Die Passage, in der Elazar Ben Dordaja Naturerscheinungen anfleht, für ihn um Erbarmen zu bitten, bedarf einer Erläuterung. Wie kann man sich das vorstellen, dass Berge und Hügel sowie Sonne und Mond Verse des Propheten Jesaja zitieren? Die Tosafot zu unserer Stelle sowie zu Chullin 7a erklären, dass der talmudische Text einen inneren Monolog schildert. Elazar Ben Dordaja dachte, dass die angesprochenen Naturerscheinungen so ihm hätten antworten können. Am Ende seiner Überlegungen zog er den Schluss: „Ich bin auf mich selbst angewiesen!“ In einer psychotherapeutischen Behandlung braucht der Klient oft viele Stunden, bis er zu dieser Erkenntnis gelangt.
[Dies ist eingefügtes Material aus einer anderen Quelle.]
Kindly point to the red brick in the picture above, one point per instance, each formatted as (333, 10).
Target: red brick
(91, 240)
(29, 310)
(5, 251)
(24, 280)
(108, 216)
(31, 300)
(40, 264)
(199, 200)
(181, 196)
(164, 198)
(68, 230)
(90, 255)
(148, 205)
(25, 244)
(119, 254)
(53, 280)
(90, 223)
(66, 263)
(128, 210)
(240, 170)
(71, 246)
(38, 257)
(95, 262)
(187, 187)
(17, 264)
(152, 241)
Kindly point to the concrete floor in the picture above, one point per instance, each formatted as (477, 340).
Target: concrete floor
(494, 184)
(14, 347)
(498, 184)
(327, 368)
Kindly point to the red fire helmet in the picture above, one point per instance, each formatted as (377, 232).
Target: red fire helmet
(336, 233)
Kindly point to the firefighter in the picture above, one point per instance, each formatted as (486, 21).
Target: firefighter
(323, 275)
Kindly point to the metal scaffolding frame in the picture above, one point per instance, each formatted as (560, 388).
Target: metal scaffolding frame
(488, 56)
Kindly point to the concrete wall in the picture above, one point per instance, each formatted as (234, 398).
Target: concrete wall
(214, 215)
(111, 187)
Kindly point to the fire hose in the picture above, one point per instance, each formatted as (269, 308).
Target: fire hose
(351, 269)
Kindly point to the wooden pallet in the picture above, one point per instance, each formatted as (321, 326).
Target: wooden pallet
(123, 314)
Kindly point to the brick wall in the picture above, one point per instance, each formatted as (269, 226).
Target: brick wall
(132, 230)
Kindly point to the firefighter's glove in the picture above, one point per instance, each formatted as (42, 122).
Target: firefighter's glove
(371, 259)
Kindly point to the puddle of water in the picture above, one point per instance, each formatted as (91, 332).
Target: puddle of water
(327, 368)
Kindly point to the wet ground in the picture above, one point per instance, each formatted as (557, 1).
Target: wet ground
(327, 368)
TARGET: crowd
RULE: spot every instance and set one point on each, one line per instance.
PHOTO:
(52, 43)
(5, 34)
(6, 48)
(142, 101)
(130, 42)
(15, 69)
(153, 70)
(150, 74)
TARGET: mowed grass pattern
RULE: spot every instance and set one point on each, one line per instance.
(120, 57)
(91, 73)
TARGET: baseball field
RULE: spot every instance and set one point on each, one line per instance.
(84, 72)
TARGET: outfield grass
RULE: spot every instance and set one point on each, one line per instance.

Erwähnenswert ist ein im Talmud überlieferter Kommentar von Rabbi (=Rabbi Jehuda HaNassi) zu Elazar Ben Dordajas Geschichte: „Rabbi weinte und sprach: Mancher erwirbt seine Welt in vielen Jahren, mancher aber erwirbt sie in einer Stunde! Ferner sagte Rabbi: Nicht genug, dass man die Bußfertigen aufnimmt, sondern man nennt sie auch Rabbi.“ Warum weinte Rabbi? Er hätte sich doch freuen sollen, dass der Liebhaber aller Huren am Ende seines Lebens Teschuwa machte! Rabbiner Menachem Mendel Taub (Jahrgang 1923), besser bekannt als der Kaliwer Rebbe, erklärte einmal Rabbis Tränen wie folgt: Die Geschichte von Elazar Ben Dordaja lehrt, dass ein Bußfertiger seine Welt in einer Stunde erwerben kann – und doch gehen viele Sünder nicht den Weg der Teschuwa! Ist das nicht zum Weinen?
Der Autor ist Psychologe und hat an der Universität Köln gelehrt.